-
Apr 8th, 2015, 03:04 AM
#1
Thread Starter
Junior Member
[RESOLVED] Regex Help
Hello I don't understand regex fully but I found a great javascript function that does exactly what I need, How would I convert this properly to vb.net? I've tried a few things but could not get the same exact regex string to work when doing it the vb.net way...any thoughts?

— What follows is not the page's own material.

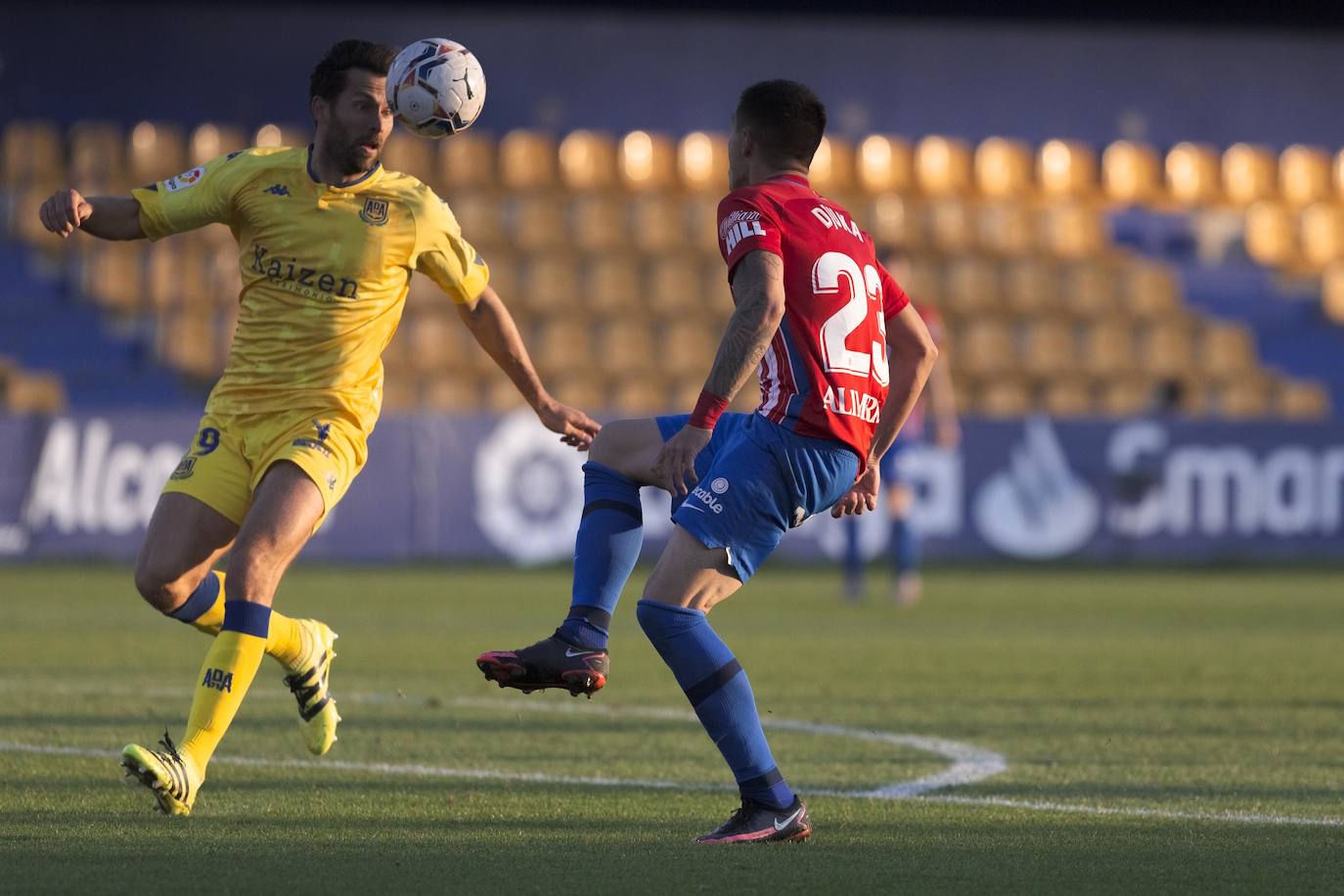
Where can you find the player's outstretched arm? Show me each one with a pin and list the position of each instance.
(912, 357)
(495, 331)
(104, 216)
(758, 293)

Any help would be appreciated.
Code:
function maxRepeat(input) {
var reg = /(?=((.+)(?:.*?\2)+))/g;
var sub = "";
var maxstr = "";
reg.lastIndex = 0;
sub = reg.exec(input);
while (!(sub == null)) {
if ((!(sub == null)) && (sub[2].length > maxstr.length)) {
maxstr = sub[2];
}
sub = reg.exec(input);
reg.lastIndex++;
}
return maxstr;
}
This functions returns the largest sequence of characters that appear at least twice. "one two one three one four" would return "one t" <--with space || "onetwoonethreeonefour" would return "onet"
"324234241122332211345435311223322112342345541122332211234234324" returns "1122332211234234"

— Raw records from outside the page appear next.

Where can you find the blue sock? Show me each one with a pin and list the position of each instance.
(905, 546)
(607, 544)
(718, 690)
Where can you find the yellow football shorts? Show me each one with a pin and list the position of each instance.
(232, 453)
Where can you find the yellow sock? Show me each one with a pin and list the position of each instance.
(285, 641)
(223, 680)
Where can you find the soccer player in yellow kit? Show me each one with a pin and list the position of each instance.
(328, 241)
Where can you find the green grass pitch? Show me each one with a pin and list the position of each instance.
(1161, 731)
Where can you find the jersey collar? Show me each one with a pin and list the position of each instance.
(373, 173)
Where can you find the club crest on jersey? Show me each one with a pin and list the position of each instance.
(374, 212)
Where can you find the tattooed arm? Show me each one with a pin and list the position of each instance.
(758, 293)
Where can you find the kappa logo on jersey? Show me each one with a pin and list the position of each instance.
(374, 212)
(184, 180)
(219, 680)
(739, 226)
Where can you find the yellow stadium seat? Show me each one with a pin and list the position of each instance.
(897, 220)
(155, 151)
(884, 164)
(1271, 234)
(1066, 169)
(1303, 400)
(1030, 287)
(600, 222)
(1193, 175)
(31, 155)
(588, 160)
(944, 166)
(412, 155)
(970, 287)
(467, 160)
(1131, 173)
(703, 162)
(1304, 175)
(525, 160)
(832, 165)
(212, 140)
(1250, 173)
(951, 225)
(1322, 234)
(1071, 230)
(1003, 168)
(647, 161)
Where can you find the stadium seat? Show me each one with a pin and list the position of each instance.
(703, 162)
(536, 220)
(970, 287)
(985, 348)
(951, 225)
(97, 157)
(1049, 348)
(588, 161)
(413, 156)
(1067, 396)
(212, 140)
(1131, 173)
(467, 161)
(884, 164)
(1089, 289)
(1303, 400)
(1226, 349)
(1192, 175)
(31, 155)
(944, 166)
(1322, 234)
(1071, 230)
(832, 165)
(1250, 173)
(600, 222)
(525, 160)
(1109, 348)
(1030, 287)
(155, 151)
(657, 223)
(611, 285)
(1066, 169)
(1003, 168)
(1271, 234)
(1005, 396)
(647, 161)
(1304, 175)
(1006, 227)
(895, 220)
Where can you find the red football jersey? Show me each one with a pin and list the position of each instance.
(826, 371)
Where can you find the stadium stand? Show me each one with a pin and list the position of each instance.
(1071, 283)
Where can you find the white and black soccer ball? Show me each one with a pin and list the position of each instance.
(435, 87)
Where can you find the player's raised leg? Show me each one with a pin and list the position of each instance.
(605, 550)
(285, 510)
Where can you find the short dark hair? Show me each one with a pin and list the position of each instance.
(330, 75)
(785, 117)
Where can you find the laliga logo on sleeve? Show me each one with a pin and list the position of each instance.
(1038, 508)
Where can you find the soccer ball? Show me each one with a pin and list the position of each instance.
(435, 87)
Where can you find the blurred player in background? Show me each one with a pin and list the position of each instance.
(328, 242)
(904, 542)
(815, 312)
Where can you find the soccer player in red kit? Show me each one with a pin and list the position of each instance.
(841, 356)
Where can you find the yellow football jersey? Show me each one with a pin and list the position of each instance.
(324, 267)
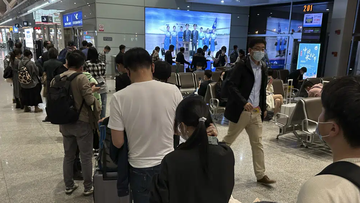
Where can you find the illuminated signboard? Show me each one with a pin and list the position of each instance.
(72, 19)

So far no luck with getting the same results as with javascript even with tweaking the regex string around a bit.. there must be something I don't understand.
Code:
Dim regex As Regex = New Regex("/(?=((.+)(?:.*?\2)+))/g")
Dim match = regex.Matches("one two three one four",0)
MsgBox(match.count) <---find anything?
What is the vb.net regex engine equivalent of "/(?=((.+)(?:.*?\2)+))/g"?
Last edited by paulmak10; Apr 8th, 2015 at 04:46 PM.
-
Apr 8th, 2015, 08:28 AM
#2
Re: Regex Help
I'm not sure how that regex is working but the equivalent function appears to be this;
Code:
Public Class Form1
Dim Words As New List(Of String)
Dim Occurrence As New List(Of Integer)
Private Sub Form1_Load(ByVal sender As System.Object, ByVal e As System.EventArgs) _
Handles MyBase.Load
MessageBox.Show(CountWords("one two three four five one two two one"))
End Sub
Public Function CountWords(ByVal s As String) As String
For Each str As String In s.Split(New Char() {" "}, StringSplitOptions.RemoveEmptyEntries)
If Words.Contains(str) Then
Occurrence(Words.IndexOf(str)) += 1
Else
Words.Add(str)
Occurrence.Add(1)
End If
Next
Return Words(Occurrence.IndexOf(Occurrence.Max()))
End Function
End Class
This will show the first word (there could me more than one) that has the highest number of occurrences.
- If my post helped you, please Rate it
- If your problem is solved please also mark the thread resolved
I use VS2015 (unless otherwise stated).
_________________________________________________________________________________
B.Sc(Hons), AUS.P, C.Eng, MIET, MIEEE, MBCS / MCSE+Sec, MCSA+Sec, MCP, A+, Net+, Sec+, MCIWD, CIWP, CIWA
I wrote my very first program in 1979, using machine code on a mechanical Olivetti teletype connected to an 8-bit, 78 instruction, 1MHz, Motorola 6800 multi-user system with 2k of memory. Using Windows, I dont think my situation has improved.
-
Apr 8th, 2015, 09:02 AM
#3
Re: Regex Help
My attempt at this is rather clunky but its still something.
Code:
Private Function MostOccuringWord(value As String) As String
Dim originalWord As String = value
Dim words() As String = originalWord.Split(" "c)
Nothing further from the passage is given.